During the American Civil War, White served as a sergeant major and captain in the Confederate States Army and headed a bureau of the Confederate States Department of the Treasury. White served under the commands of Stonewall Jackson and Jubal Early and was responsible for the safekeeping of Hampshire County's land registration records from destruction by Union Army forces. From 1864 to 1865, White was in command of Company C of the 23rd Virginia Volunteer Cavalry Regiment.

White served as the Clerk of Court for Hampshire County, West Virginia, for 29 years (1873–1902), and also served as the Clerk of Circuit Court for Hampshire County (1873–1876). He was the chairman of the Hampshire County Democratic Executive Committee in the 1870s, and during this leadership, registered members of the West Virginia Democratic Party grew from 449 to 1,369 in 1876. White was appointed by West Virginia Governor John J. Jacob as one of the inaugural commissioners of the West Virginia Fish Commission. He established the Maguire Springs fish hatchery near Romney, and for a time, served as the commission's president.

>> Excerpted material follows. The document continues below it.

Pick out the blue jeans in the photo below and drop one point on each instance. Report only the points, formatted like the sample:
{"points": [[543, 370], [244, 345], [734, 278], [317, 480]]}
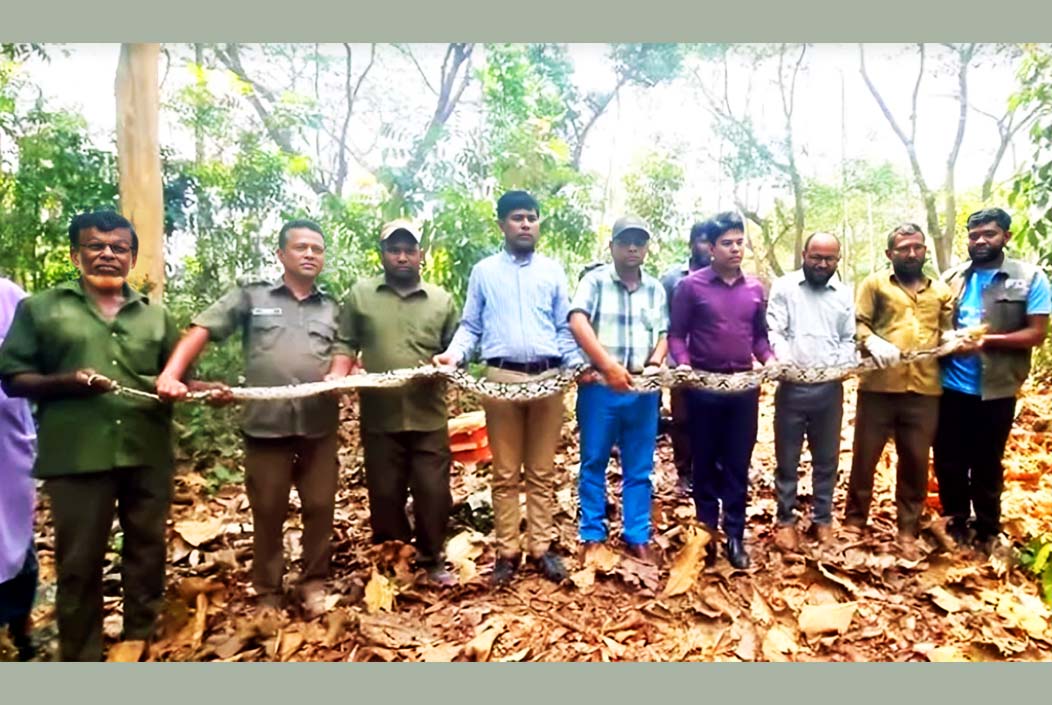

White was a member of the White political family of Virginia and West Virginia and was the son of John Baker White (1794–1862), a grandson of prominent Virginia judge Robert White (1759–1831), and a great-nephew of United States House Representative Francis White (1761–1826). He was a younger brother of West Virginia Attorney General Robert White (1833–1915).

==Family and background==
Christian Streit White was born on March 10, 1839, in Romney, Virginia (present-day West Virginia). He was the second-eldest son of Hampshire County Clerk of Court John Baker White (1794–1862) and his second wife Frances Ann Streit White (c. 1809–1879) and a grandson of prominent Virginia judge Robert White (1759–1831). His older brother Robert White (1833–1915) later served as Attorney General of West Virginia. He was likely named for his maternal grandfather Reverend Christian Streit, a Lutheran minister of Winchester, Virginia, who was of Swiss descent. White received his education at Potomac Seminary in Romney.

==American Civil War service==
On April 19, 1861, following the outbreak of the American Civil War, White enlisted as a private in the Hampshire Guards, which later became Company K within the 13th Virginia Volunteer Infantry Regiment of the Army of Virginia. While Company K was under the command of Captain John B. Sherrard, White was promoted to Third Sergeant. White's company under the command of Sherrard departed Romney in June 1861. Within four to five months, White was successively promoted through the non-commissioned officer ranks to sergeant major and acting adjutant of the 13th Virginia Infantry. He was further promoted to Adjutant, but White did not receive a commission. White served in the 13th Virginia Infantry for a little over a year until he was discharged from his service on account of a disability. White had developed typhoid fever and was ordered to recover in a hospital in Staunton.

Following his recovery and during his convalescence in the winter of 1862 and 1863, White first served as a clerk in the Confederate States Department of the Treasury in Richmond, and he later received a post as head of an entire bureau of the department. White's father John Baker White also served in the Confederate States Department of the Treasury until his death on October 9, 1862. In spring 1863, White had recovered enough from his disability to serve in the cavalry, although he was still unable to serve in the infantry.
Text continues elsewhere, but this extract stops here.